SINGAPORE - Mainboard-listed Biosensors International reported a net loss of US$247 million (S$328.5 million) in the fourth quarter, down from the US$6.1 million net profit reported a year ago.
Revenue in the three months to March 31 dropped 7 per cent year-on-year to US$75.9 million, but earnings of the medical device company were hit by a massive impairment of US$256.1 million for its Chinese subsidiary JW Medical Systems (JWMS).
Contributions from the unit has declined in recent years from the high growth rate of double digit percentages reported when JWMS was acquired, Biosensors said when announcing its results on May 27.
Excluding the exceptional items, Biosensors would have a net profit of US$10.7 million for the period.
As a result of the lacklustre fourth quarter, the company reported a US$224.8 million net loss for the full year, down from the US$40.6 million net profit from 2014. Revenue was down 5 per cent year-on-year to US$308.4 million.

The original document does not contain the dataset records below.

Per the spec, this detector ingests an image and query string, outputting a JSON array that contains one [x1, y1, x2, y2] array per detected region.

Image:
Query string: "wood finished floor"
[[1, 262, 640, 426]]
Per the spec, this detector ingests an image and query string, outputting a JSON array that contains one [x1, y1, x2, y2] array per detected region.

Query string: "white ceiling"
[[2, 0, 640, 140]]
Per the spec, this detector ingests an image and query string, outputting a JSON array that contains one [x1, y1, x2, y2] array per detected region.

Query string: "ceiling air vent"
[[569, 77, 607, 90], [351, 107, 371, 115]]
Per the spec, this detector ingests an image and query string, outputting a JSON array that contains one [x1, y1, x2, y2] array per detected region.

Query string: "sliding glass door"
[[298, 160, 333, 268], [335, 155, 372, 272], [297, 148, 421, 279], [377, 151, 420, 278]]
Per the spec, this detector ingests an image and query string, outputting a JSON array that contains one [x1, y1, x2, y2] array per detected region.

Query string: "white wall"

Loss per share for the full year was 13.29 US cents, while net asset value stood at 60.36 US cents at the end of the financial year. No dividend was declared.
"For the year ending March 31 2016, the company expects market competition and pricing pressure to stay as headwinds… The currency environment is also expected to remain challenging as the company has concentrated risk with a majority of its revenue coming from non-US dollar denominated regions," Biosensors said.
Shares of Biosensors closed flat at 80 cents, ahead of the results announcement.